# COVID-19 Data Analysis & Visualization

## What is COVID-19?

> Coronavirus disease (COVID-19) is an infectious disease caused by a newly discovered coronavirus.
Most people infected with the COVID-19 virus will experience mild to moderate respiratory illness and recover without requiring special treatment.  Older people, and those with underlying medical problems like cardiovascular disease, diabetes, chronic respiratory disease, and cancer are more likely to develop serious illness.
The best way to prevent and slow down transmission is to be well informed about the COVID-19 virus, the disease it causes and how it spreads. Protect yourself and others from infection by washing your hands or using an alcohol based rub frequently and not touching your face. 
The COVID-19 virus spreads primarily through droplets of saliva or discharge from the nose when an infected person coughs or sneezes, so it’s important that you also practice respiratory etiquette (for example, by coughing into a flexed elbow).

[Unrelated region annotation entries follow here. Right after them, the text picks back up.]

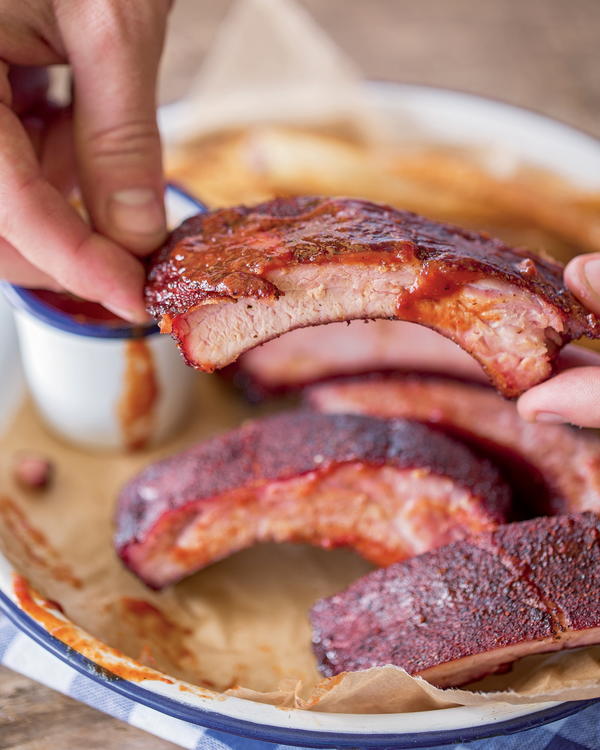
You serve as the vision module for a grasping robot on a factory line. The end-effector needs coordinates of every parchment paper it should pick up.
[0,0,600,713]
[0,375,600,713]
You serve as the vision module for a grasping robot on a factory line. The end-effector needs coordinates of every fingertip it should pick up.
[104,187,167,255]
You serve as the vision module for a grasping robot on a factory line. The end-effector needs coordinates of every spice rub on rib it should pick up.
[305,375,600,518]
[311,513,600,687]
[115,411,510,588]
[145,196,600,396]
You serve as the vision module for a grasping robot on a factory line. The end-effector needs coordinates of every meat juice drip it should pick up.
[117,338,160,451]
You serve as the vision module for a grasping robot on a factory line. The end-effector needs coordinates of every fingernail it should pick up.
[108,188,165,235]
[535,411,567,424]
[583,259,600,296]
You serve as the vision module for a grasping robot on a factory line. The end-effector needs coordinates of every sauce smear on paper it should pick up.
[117,338,159,451]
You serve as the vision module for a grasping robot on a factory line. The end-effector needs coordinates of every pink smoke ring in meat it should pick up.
[115,411,510,589]
[145,197,600,397]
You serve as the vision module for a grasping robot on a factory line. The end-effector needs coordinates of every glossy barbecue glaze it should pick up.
[146,197,600,396]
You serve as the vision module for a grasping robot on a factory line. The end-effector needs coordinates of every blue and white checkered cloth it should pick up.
[0,614,600,750]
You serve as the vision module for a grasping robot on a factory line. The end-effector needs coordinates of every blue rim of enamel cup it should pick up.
[0,183,206,339]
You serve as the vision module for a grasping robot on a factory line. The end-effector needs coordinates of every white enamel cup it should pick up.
[4,185,205,450]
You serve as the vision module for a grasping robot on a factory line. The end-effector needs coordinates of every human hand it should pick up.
[518,253,600,427]
[0,0,170,321]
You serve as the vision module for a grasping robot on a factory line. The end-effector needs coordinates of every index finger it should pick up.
[0,98,147,321]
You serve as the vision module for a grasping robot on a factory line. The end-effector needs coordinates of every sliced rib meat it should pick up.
[232,320,485,400]
[311,513,600,687]
[146,197,600,396]
[306,375,600,515]
[116,411,510,588]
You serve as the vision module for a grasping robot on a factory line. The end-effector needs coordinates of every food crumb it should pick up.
[12,452,54,492]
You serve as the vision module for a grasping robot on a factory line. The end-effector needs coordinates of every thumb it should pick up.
[59,0,169,254]
[565,253,600,313]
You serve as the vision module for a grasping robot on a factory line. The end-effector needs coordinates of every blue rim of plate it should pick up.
[0,591,598,750]
[0,182,207,339]
[0,95,600,750]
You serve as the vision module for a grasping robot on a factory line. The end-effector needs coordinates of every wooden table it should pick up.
[0,0,600,750]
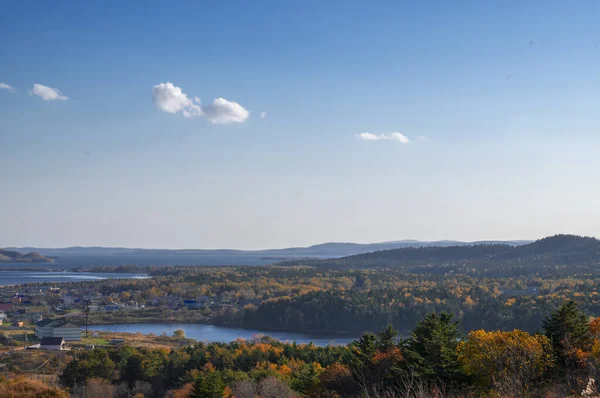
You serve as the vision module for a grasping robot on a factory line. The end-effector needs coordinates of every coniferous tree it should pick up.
[402,313,465,385]
[543,301,592,369]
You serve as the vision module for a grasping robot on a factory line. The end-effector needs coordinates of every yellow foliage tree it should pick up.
[458,330,552,395]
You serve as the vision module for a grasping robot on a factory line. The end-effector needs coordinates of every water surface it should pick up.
[88,323,355,346]
[0,270,148,286]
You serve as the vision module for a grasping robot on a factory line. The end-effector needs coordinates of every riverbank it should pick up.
[88,323,358,346]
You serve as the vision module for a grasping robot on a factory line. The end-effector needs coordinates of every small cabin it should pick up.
[40,337,65,351]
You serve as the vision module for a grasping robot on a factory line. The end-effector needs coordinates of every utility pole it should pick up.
[85,301,90,338]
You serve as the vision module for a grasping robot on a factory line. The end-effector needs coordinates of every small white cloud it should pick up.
[358,133,410,144]
[0,82,16,93]
[202,98,250,124]
[358,133,382,141]
[30,83,69,101]
[152,82,250,124]
[152,82,203,119]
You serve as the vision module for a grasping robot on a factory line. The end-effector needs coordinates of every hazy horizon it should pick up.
[0,0,600,249]
[0,236,545,251]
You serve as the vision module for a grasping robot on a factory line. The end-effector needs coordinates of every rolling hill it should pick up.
[0,249,54,263]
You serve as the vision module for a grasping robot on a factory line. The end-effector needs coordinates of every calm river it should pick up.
[89,323,355,346]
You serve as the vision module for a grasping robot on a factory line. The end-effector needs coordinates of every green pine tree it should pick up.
[402,313,465,385]
[543,301,592,369]
[190,371,225,398]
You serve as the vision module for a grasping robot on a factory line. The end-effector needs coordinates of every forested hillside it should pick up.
[285,235,600,270]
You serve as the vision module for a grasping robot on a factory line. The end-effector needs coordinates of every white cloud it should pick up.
[152,82,203,118]
[0,82,15,93]
[358,133,382,141]
[30,83,69,101]
[358,133,410,144]
[203,98,250,124]
[152,82,250,124]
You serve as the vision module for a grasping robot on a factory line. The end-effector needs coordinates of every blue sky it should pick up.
[0,0,600,248]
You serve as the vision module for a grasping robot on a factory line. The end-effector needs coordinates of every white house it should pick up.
[35,319,81,341]
[40,337,65,351]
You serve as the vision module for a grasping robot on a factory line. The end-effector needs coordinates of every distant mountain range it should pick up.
[0,249,54,263]
[290,235,600,268]
[0,240,531,261]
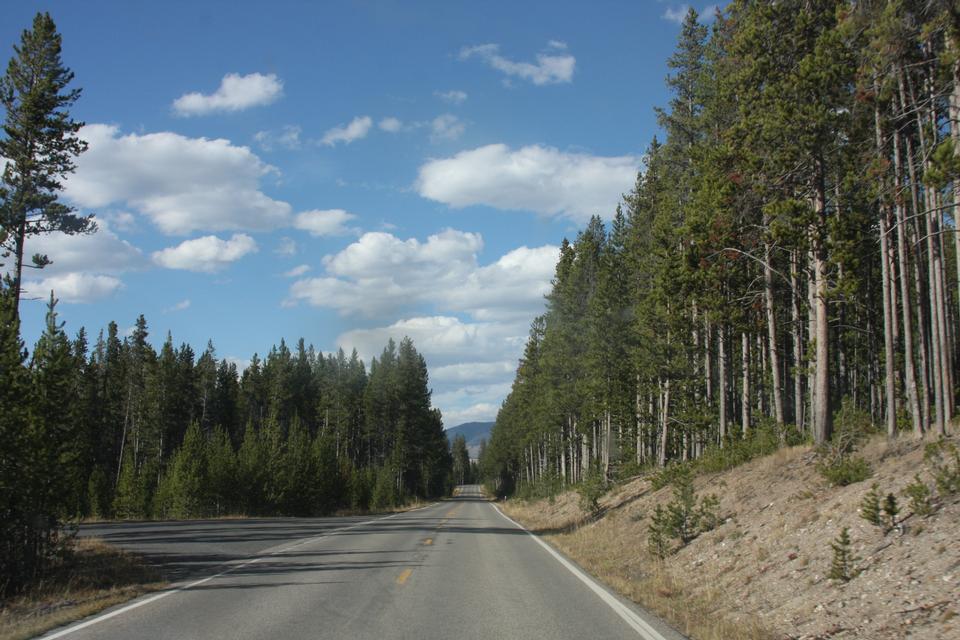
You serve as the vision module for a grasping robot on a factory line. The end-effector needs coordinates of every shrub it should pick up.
[827,527,859,582]
[647,504,670,560]
[860,482,883,527]
[817,456,873,487]
[577,469,607,515]
[883,493,900,531]
[903,474,933,516]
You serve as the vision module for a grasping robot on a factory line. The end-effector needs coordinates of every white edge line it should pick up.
[40,503,434,640]
[491,503,667,640]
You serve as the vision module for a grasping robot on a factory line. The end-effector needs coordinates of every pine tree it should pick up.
[0,13,96,315]
[0,283,34,594]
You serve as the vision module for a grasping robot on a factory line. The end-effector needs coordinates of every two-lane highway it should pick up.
[39,487,682,640]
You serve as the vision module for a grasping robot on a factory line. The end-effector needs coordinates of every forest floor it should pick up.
[0,538,165,640]
[503,437,960,640]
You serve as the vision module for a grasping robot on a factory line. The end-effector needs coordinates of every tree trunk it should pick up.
[880,212,897,438]
[763,243,785,435]
[811,164,833,444]
[740,331,750,438]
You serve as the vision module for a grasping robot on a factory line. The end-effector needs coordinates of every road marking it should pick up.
[493,505,667,640]
[41,505,433,640]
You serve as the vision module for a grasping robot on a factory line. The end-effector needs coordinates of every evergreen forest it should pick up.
[481,0,960,493]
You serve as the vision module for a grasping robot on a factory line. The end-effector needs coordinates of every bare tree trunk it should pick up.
[893,134,924,437]
[790,252,806,431]
[763,243,785,434]
[717,325,727,447]
[660,378,670,467]
[880,212,897,438]
[740,331,750,438]
[812,159,833,444]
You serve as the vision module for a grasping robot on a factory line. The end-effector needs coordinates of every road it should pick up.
[44,487,682,640]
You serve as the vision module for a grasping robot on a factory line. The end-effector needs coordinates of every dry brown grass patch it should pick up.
[0,538,164,640]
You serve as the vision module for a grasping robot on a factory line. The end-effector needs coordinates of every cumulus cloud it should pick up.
[153,233,257,273]
[430,113,465,142]
[64,124,290,235]
[25,219,147,276]
[433,89,467,104]
[287,229,559,320]
[442,402,500,429]
[337,316,524,368]
[416,144,640,222]
[377,117,403,133]
[163,298,190,313]
[173,73,283,117]
[320,116,373,147]
[460,40,577,85]
[293,209,357,236]
[283,264,310,278]
[23,272,123,304]
[661,4,719,24]
[253,124,302,151]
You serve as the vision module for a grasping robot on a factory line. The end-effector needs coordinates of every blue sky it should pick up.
[0,0,712,426]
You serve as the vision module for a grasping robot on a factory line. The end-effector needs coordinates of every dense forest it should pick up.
[481,0,960,492]
[0,14,456,595]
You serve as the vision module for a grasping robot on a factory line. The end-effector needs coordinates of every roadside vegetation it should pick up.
[0,539,166,640]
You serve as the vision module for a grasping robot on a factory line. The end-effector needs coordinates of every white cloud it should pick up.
[163,298,190,313]
[64,124,290,235]
[286,229,559,321]
[443,402,500,429]
[320,116,373,147]
[433,89,467,104]
[153,233,257,273]
[416,144,640,222]
[283,264,310,278]
[253,124,302,151]
[25,219,147,277]
[430,113,465,142]
[23,272,123,303]
[661,4,719,24]
[337,316,526,368]
[173,73,283,116]
[377,117,403,133]
[293,209,357,236]
[430,360,517,383]
[273,236,297,257]
[460,40,577,85]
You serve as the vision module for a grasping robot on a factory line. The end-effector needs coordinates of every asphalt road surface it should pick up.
[44,487,682,640]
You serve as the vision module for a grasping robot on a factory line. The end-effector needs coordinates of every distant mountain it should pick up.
[447,422,493,459]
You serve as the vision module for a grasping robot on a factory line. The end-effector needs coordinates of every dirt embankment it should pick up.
[505,440,960,640]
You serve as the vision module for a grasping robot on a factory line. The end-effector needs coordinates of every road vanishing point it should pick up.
[42,486,683,640]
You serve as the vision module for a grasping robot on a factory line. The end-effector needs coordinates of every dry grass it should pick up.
[504,436,960,640]
[0,539,164,640]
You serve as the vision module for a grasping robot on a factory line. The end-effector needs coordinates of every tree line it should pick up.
[0,13,453,595]
[482,0,960,491]
[0,288,453,592]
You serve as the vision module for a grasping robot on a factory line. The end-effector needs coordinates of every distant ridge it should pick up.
[446,422,494,459]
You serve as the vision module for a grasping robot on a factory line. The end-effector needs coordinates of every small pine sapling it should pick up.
[883,493,900,532]
[827,527,859,582]
[647,504,670,560]
[860,482,883,527]
[667,469,698,545]
[903,475,933,516]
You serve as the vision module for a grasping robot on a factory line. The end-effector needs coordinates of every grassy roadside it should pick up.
[500,501,776,640]
[0,538,165,640]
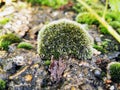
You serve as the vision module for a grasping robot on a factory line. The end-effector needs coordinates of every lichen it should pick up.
[38,19,93,59]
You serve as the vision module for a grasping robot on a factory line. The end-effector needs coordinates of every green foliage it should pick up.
[38,19,93,59]
[108,62,120,83]
[27,0,68,8]
[93,39,111,53]
[0,79,6,90]
[0,18,10,25]
[109,0,120,12]
[17,42,33,50]
[72,0,104,13]
[0,33,21,50]
[76,11,120,34]
[76,12,98,25]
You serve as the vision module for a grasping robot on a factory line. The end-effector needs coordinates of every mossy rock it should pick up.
[38,19,93,59]
[0,79,6,90]
[108,62,120,83]
[0,33,21,50]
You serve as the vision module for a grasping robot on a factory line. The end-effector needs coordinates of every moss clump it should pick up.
[17,42,33,50]
[0,33,21,50]
[107,62,120,83]
[38,19,93,59]
[0,79,6,90]
[0,18,10,25]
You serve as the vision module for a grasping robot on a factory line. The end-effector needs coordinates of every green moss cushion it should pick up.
[38,19,93,59]
[107,62,120,83]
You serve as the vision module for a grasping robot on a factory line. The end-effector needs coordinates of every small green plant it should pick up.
[0,18,10,25]
[107,62,120,83]
[38,19,93,59]
[0,33,21,50]
[27,0,68,8]
[0,79,6,90]
[17,42,33,50]
[109,0,120,12]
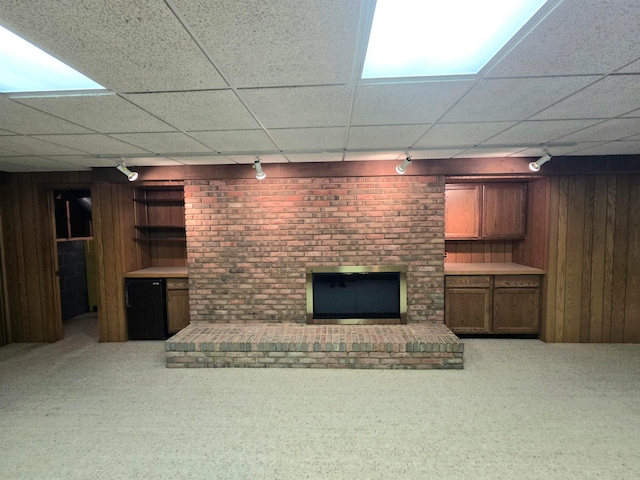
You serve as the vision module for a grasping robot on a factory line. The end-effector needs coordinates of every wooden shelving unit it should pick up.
[133,186,187,267]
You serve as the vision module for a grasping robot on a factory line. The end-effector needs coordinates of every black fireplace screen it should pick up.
[313,273,400,319]
[307,267,406,323]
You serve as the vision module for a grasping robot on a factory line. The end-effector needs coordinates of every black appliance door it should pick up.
[125,278,169,340]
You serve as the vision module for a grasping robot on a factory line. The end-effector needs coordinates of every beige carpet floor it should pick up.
[0,316,640,480]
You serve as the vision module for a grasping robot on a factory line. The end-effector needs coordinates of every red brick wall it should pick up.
[185,175,444,323]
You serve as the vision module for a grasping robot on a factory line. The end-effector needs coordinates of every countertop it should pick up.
[444,262,544,275]
[124,267,189,278]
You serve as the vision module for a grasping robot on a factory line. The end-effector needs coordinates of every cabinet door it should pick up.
[482,183,527,238]
[444,288,491,333]
[167,290,189,334]
[444,184,480,239]
[493,288,540,334]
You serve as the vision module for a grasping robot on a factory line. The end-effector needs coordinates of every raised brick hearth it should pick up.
[165,322,464,369]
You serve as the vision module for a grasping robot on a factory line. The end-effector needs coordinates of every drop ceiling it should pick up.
[0,0,640,172]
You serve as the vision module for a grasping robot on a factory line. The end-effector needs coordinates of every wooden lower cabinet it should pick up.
[445,275,540,334]
[445,288,491,333]
[167,278,189,335]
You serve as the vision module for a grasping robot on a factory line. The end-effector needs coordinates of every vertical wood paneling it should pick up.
[610,176,637,343]
[601,175,625,343]
[92,183,127,342]
[578,176,595,342]
[555,177,569,341]
[541,178,560,342]
[563,177,585,342]
[542,175,640,342]
[91,183,142,342]
[0,174,62,342]
[582,175,607,343]
[0,202,11,347]
[623,175,640,343]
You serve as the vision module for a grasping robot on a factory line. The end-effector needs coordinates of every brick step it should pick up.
[165,322,464,369]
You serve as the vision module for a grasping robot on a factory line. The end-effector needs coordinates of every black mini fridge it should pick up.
[125,278,169,340]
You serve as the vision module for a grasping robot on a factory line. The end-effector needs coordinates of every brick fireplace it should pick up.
[185,175,444,323]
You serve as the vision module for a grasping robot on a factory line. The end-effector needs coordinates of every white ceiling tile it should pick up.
[125,157,182,167]
[490,0,640,76]
[487,120,598,145]
[269,127,346,150]
[617,59,640,73]
[173,0,360,86]
[0,158,38,172]
[442,77,598,123]
[415,122,513,148]
[577,140,640,155]
[533,75,640,120]
[510,142,602,157]
[0,96,90,135]
[410,148,465,160]
[0,0,226,92]
[238,85,351,128]
[0,156,90,172]
[109,132,211,154]
[622,109,640,118]
[455,147,522,158]
[347,125,429,150]
[189,130,276,153]
[287,152,344,163]
[351,80,475,125]
[34,134,149,155]
[560,118,640,142]
[124,90,259,131]
[344,150,405,162]
[16,95,175,133]
[171,155,237,165]
[227,154,289,164]
[43,154,111,170]
[0,135,85,156]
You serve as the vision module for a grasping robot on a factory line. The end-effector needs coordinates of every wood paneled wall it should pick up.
[0,172,90,342]
[0,204,10,347]
[91,183,142,342]
[536,174,640,343]
[0,172,141,343]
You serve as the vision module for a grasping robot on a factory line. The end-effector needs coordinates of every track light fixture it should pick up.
[116,160,138,182]
[529,151,551,172]
[396,153,411,175]
[253,155,267,180]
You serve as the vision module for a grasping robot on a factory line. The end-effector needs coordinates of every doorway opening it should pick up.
[53,189,98,336]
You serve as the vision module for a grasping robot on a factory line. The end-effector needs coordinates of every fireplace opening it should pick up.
[307,267,407,324]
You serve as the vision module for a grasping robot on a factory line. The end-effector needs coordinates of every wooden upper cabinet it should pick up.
[444,184,480,239]
[482,183,527,238]
[444,183,527,240]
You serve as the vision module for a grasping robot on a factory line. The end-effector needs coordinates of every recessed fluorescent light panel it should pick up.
[362,0,547,79]
[0,26,104,93]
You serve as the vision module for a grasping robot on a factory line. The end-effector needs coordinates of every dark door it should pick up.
[125,278,168,340]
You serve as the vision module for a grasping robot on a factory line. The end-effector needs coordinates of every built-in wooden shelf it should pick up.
[133,186,187,266]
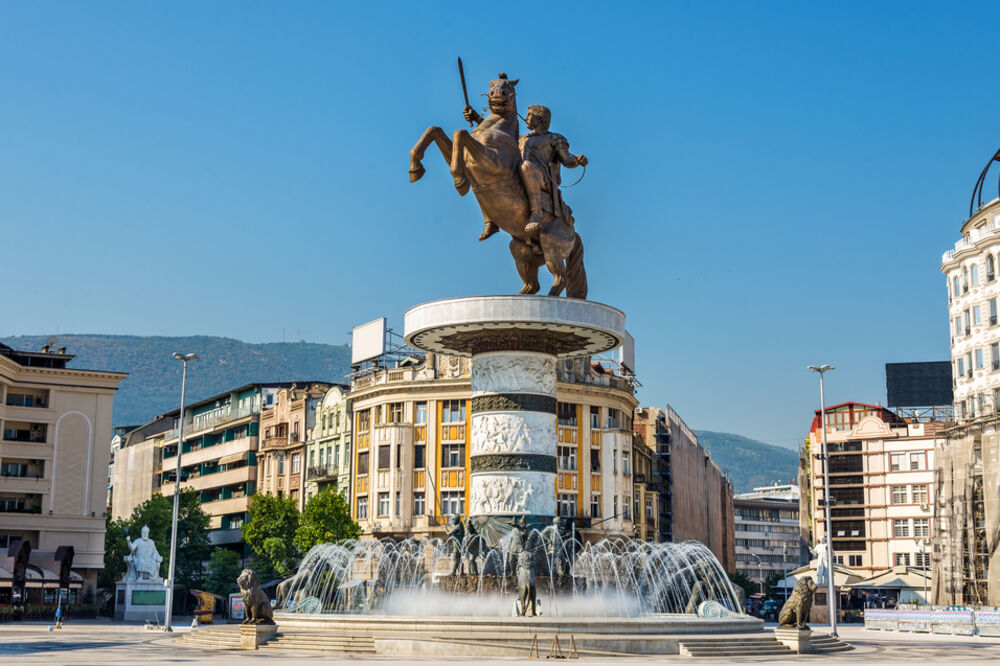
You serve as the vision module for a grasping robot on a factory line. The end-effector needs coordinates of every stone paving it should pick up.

![Coronavirus Image](https://cdn.pixabay.com/photo/2020/03/16/16/29/virus-4937553_960_720.jpg)

In [1]:
# Importing the libraries
import numpy as np
import pandas as pd
import matplotlib.pyplot as plt

import plotly.express as px
import plotly.graph_objects as go

from IPython.core.display import display, HTML

from ipywidgets import interact
import ipywidgets as widgets
import folium

In [2]:
# loading data right from the source:
death_df = pd.read_csv('https://raw.githubusercontent.com/CSSEGISandData/COVID-19/master/csse_covid_19_data/csse_covid_19_time_series/time_series_covid19_deaths_global.csv')
confirmed_df = pd.read_csv('https://raw.githubusercontent.com/CSSEGISandData/COVID-19/master/csse_covid_19_data/csse_covid_19_time_series/time_series_covid19_confirmed_global.csv')
recovered_df = pd.read_csv('https://raw.githubusercontent.com/CSSEGISandData/COVID-19/master/csse_covid_19_data/csse_covid_19_time_series/time_series_covid19_recovered_global.csv')
country_df = pd.read_csv('https://raw.githubusercontent.com/CSSEGISandData/COVID-19/web-data/data/cases_country.csv')

In [12]:
# Converting the columns names to lower case
death_df.columns = map(str.lower,death_df.columns)
confirmed_df.columns = map(str.lower,confirmed_df.columns)
recovered_df.columns = map(str.lower,recovered_df.columns)
country_df.columns = map(str.lower,country_df.columns)

In [13]:
# Renaming some of the columns for easy handling
death_df = death_df.rename(columns={'province/state': 'state', 'country/region': 'country'})
confirmed_df = confirmed_df.rename(columns={'province/state': 'state', 'country/region': 'country'})
recovered_df = recovered_df.rename(columns={'province/state': 'state', 'country/region': 'country'})
country_df = country_df.rename(columns={'country_region': 'country'})

In [14]:
# Creating a new feature "NewCases" to capture the difference between the last/latest day count and 2nd last day count
confirmed_df.insert(4,'NewCases',0)
confirmed_df['NewCases'] = confirmed_df.iloc[:,-1] - confirmed_df.iloc[:,-2]

In [15]:
# Creating a new feature "NewCases" to capture the difference between the last/latest day count and 2nd last day count
recovered_df.insert(4,'NewCases',0)
recovered_df['NewCases'] = recovered_df.iloc[:,-1] - recovered_df.iloc[:,-2]

In [16]:
# Creating a new feature "NewCases" to capture the difference between the last/latest day count and 2nd last day count
death_df.insert(4,'NewCases',0)
death_df['NewCases'] = death_df.iloc[:,-1] - death_df.iloc[:,-2]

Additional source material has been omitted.